Recently, I came across an article in The Economist discussing interracial and interfaith marriages stating that today, in the US 45% of all marriages are interfaith marriages. I wonder what that percentage would be for interracial marriages? And what it would be for European countries? What the article in The Economist states further is that the reason for such a high percentage of interfaith marriages lies in the fact that people get married later, after they have experienced an autonomous life, during which they fell out of family traditions. However, the bad news is that half of those kinds of marriages in US fall apart. It’s a worrying trend I believe. It seems like, when times get tough in a marriage, people turn to their religion for comfort, and the gap between the couple becomes even wider at that point.

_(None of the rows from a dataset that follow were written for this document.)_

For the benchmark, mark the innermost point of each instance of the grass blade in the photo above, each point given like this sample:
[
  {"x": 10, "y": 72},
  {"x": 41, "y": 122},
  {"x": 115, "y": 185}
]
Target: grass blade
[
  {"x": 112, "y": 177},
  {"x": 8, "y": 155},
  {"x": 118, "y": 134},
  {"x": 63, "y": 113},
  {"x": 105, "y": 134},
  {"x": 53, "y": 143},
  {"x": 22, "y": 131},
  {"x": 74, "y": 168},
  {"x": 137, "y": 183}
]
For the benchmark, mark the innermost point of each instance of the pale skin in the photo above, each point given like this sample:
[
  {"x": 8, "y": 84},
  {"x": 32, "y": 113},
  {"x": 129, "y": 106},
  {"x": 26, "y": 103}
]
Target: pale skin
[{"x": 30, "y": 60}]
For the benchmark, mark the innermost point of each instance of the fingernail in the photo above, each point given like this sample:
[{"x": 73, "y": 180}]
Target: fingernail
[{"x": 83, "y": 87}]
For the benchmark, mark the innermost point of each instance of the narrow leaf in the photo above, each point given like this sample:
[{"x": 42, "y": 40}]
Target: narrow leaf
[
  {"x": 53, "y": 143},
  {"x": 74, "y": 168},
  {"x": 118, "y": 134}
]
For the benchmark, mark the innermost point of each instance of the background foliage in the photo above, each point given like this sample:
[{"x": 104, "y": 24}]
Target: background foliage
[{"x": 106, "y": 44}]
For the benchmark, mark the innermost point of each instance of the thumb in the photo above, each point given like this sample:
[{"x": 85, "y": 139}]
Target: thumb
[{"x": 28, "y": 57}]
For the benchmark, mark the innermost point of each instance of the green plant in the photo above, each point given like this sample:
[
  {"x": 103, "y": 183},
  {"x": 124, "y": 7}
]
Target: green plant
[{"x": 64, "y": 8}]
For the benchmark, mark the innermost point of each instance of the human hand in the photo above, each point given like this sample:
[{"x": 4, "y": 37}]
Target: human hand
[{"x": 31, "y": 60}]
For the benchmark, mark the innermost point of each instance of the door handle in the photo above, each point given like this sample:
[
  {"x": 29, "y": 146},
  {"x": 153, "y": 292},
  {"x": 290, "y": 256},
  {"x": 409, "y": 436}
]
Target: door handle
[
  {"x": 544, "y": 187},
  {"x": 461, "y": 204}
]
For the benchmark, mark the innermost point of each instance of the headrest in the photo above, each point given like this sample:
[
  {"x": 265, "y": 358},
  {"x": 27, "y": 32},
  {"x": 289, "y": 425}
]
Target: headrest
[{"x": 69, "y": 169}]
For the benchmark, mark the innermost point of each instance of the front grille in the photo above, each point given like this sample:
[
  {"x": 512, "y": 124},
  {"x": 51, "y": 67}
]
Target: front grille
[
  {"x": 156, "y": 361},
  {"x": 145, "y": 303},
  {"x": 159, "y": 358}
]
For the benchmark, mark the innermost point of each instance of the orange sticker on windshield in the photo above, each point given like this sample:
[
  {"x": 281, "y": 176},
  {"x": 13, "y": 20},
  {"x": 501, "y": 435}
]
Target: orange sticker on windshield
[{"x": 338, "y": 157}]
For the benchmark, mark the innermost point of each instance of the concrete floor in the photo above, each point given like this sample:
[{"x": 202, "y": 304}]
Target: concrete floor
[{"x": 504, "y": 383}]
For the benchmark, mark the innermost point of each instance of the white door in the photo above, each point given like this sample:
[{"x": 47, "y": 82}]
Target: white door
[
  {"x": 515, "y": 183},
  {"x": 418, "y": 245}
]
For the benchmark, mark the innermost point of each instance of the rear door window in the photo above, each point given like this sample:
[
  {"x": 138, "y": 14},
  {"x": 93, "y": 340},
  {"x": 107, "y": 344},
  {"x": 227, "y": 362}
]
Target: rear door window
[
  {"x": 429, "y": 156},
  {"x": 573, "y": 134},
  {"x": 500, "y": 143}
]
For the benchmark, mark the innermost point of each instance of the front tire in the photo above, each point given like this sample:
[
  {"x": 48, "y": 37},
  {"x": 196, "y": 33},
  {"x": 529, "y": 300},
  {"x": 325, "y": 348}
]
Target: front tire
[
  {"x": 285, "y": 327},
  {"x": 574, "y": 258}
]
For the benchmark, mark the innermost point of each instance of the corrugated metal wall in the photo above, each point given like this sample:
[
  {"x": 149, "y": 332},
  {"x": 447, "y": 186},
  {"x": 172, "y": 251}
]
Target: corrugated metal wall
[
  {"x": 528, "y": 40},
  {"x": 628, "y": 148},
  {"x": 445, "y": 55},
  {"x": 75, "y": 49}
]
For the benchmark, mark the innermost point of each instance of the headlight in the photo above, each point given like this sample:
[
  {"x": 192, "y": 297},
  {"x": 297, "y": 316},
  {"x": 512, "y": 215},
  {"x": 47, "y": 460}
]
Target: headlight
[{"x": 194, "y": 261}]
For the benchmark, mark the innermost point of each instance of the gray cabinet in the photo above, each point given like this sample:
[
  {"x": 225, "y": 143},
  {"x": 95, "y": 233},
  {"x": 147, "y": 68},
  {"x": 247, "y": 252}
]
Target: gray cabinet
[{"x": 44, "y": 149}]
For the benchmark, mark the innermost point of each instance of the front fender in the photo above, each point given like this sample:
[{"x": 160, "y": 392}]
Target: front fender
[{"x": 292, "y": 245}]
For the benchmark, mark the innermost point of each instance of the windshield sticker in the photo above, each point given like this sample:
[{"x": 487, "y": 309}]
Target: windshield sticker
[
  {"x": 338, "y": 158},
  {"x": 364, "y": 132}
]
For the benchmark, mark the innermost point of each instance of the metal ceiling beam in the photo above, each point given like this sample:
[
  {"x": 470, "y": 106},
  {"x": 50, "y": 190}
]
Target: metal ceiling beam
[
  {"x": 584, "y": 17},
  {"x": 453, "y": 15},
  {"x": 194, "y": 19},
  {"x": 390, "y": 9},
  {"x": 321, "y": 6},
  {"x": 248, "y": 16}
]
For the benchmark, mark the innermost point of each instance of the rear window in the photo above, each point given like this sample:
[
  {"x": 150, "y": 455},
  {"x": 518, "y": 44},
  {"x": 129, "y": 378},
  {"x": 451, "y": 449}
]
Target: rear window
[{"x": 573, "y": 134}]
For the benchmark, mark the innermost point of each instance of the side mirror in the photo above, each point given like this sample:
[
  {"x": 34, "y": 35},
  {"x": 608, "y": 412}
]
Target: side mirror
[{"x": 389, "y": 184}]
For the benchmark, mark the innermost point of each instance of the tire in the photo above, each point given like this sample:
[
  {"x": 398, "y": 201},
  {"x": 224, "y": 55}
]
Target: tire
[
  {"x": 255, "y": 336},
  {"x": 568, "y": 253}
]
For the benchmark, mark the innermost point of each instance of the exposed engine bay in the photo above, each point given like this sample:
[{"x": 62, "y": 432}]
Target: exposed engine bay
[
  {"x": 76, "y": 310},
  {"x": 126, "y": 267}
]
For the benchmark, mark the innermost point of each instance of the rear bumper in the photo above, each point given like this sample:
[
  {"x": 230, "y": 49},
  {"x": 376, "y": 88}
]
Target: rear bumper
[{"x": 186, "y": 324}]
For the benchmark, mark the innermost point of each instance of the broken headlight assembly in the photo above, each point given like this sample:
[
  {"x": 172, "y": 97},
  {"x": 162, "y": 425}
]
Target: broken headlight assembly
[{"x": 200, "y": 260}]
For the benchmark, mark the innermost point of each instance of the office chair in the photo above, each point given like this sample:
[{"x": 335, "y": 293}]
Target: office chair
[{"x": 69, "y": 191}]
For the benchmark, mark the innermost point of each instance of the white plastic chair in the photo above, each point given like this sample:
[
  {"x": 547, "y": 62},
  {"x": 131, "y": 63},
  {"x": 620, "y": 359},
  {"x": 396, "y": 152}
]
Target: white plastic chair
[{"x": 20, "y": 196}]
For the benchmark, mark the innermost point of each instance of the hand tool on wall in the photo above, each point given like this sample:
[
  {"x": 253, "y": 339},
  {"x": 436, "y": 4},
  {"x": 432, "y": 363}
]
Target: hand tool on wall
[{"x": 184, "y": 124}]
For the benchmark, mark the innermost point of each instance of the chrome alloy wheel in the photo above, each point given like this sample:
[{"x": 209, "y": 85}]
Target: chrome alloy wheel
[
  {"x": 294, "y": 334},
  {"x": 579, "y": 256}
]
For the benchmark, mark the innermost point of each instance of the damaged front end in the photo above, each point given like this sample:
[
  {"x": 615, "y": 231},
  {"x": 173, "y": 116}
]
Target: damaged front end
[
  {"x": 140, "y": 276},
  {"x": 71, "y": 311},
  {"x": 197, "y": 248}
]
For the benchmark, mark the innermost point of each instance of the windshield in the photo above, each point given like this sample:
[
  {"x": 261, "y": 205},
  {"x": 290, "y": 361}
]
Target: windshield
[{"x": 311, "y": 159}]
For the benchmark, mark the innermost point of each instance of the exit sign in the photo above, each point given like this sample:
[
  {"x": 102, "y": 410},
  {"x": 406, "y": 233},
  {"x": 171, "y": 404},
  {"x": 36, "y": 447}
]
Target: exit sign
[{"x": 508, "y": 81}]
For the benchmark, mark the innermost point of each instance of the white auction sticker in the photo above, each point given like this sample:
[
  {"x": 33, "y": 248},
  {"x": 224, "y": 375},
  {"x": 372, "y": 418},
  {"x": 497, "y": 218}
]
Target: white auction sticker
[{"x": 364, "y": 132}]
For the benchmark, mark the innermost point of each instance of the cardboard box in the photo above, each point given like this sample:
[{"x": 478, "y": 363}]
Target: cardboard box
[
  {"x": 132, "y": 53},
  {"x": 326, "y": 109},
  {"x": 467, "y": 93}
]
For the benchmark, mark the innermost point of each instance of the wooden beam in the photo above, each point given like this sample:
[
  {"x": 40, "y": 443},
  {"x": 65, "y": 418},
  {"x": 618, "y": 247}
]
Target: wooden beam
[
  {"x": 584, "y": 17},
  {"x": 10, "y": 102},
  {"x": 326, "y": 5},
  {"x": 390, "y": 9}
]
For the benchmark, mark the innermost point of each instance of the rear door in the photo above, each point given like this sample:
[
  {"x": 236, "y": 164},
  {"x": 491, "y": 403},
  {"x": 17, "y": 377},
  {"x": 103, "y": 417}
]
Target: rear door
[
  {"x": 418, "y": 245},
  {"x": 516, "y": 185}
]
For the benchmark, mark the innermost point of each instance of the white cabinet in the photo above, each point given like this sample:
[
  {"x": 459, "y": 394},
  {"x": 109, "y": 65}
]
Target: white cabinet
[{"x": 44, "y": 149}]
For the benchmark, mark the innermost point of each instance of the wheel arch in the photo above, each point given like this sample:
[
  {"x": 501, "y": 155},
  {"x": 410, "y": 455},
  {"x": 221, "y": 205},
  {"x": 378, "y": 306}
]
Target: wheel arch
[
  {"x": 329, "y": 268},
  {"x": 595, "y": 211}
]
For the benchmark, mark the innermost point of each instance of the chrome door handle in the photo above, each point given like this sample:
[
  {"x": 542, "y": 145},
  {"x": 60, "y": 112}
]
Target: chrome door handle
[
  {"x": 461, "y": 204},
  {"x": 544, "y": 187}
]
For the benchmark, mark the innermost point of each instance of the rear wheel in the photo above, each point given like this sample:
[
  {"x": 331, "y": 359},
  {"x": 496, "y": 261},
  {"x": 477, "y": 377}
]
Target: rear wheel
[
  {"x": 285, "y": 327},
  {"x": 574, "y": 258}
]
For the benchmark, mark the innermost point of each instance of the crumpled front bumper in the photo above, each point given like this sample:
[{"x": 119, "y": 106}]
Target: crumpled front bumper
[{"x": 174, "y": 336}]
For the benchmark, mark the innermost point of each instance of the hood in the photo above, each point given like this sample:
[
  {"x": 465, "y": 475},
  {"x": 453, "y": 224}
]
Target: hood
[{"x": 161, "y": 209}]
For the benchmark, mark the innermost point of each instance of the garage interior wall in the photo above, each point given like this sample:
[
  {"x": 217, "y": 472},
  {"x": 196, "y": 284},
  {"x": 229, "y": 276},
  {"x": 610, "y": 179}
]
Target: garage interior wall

At this particular moment in my marriage, I do not find race or religion to be an obstacle. I cannot claim it won’t become one in the future, but I always like to believe that with enough honesty and conversation, Mr.B. and I would be able to overcome it. I have not fooled myself into thinking that our marriage will be easy or simple, but at the same time I desperately hold on to what I have been taught my whole life – it’s what the inside that matters. I try to be respectful of his religion, culture, and traditions, and expect him to do the same in return, but would never consider trying to convert him, unless he specifically decides on that himself. I suppose problems in interfaith marriages could occur if one person would have too high expectations or would suddenly become too religious and would expect the other person to go along with it. Not agreeing to that could lead to a great abyss in values between the two, which in turn leads to decay of the relationship.

How do you feel about interfaith and interracial relationships? If you’re in one, what challenges are you faced with?